ABSTRACT

This was to be a Jewish State – a state of the Jews and for the Jews. Not in the sense of being exclusively Jewish: contrary to a commonly held misperception, from an early stage Zionism had reconciled itself to the existence of a sizeable Arab minority in the Jewish state-to-be. As David Ben-Gurion put it in December 1947: 'In our state there will be non-Jews as well – and all of them will be equal citizens; equal in everything without any exception; that is: the state will be their state as

well.'2 Rather, the prospective state was to be Jewish in its national ethos – historically, culturally, religiously – just as France was French and England was English. The various minorities would enjoy equitable treatment, with their religions and cultures even given official status by the state – something that is not yet applicable to the most advanced Western democracies;3 but as minorities they would ipso facto have to acquiesce in the majority's national ethos, as is the case throughout the world.
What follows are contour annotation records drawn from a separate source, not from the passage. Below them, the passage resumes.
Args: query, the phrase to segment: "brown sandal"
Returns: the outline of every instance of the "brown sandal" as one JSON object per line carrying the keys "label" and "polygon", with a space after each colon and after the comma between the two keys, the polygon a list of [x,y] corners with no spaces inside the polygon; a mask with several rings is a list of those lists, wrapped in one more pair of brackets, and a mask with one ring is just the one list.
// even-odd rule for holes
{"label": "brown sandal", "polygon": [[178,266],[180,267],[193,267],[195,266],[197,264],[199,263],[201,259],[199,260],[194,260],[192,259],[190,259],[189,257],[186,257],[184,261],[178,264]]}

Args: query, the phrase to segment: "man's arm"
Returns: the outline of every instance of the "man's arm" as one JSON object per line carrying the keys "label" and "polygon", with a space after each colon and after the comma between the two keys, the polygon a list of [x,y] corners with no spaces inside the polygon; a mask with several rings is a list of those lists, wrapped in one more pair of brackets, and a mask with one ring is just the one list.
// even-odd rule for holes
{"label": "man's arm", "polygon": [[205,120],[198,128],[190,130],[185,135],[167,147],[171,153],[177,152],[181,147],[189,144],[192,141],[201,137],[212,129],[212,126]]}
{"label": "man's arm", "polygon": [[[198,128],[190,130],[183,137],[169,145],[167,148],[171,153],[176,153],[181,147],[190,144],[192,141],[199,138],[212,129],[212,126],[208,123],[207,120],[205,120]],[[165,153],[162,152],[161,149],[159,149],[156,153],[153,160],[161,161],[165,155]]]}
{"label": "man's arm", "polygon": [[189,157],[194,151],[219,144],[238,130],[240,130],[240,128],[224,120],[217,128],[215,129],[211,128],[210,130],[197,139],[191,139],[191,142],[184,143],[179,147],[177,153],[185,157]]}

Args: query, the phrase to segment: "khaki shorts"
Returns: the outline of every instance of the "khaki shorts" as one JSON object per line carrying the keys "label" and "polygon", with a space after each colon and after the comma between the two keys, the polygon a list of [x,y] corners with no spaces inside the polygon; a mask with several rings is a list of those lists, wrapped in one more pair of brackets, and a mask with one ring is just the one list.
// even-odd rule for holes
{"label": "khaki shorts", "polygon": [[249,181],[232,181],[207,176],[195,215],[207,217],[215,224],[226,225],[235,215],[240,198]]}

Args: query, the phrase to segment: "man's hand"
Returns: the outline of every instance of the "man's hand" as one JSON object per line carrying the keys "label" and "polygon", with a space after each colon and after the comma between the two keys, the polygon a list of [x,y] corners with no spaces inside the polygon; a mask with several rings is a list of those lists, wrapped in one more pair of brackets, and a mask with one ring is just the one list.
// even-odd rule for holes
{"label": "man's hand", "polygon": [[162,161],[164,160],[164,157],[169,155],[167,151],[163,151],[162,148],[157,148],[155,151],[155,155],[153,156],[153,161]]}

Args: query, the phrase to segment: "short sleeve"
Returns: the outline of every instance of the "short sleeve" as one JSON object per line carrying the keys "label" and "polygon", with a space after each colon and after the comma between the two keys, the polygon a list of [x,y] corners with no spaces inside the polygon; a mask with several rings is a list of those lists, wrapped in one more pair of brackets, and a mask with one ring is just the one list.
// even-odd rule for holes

And in Israel's case, the existence of a Jewish majority has been a sine qua non for both the establishment of the state and its continued existence. For it is the unwavering conviction that only by becoming a majority in a state of their own would the Jews be able to liberate themselves from the perennial weakness and insecurity attending their Diaspora minority existence which lies at the heart of the Zionist ideal. Were this majority to disappear, for one reason or another, the raison d'etat of the Jewish State would be irrevocably shattered.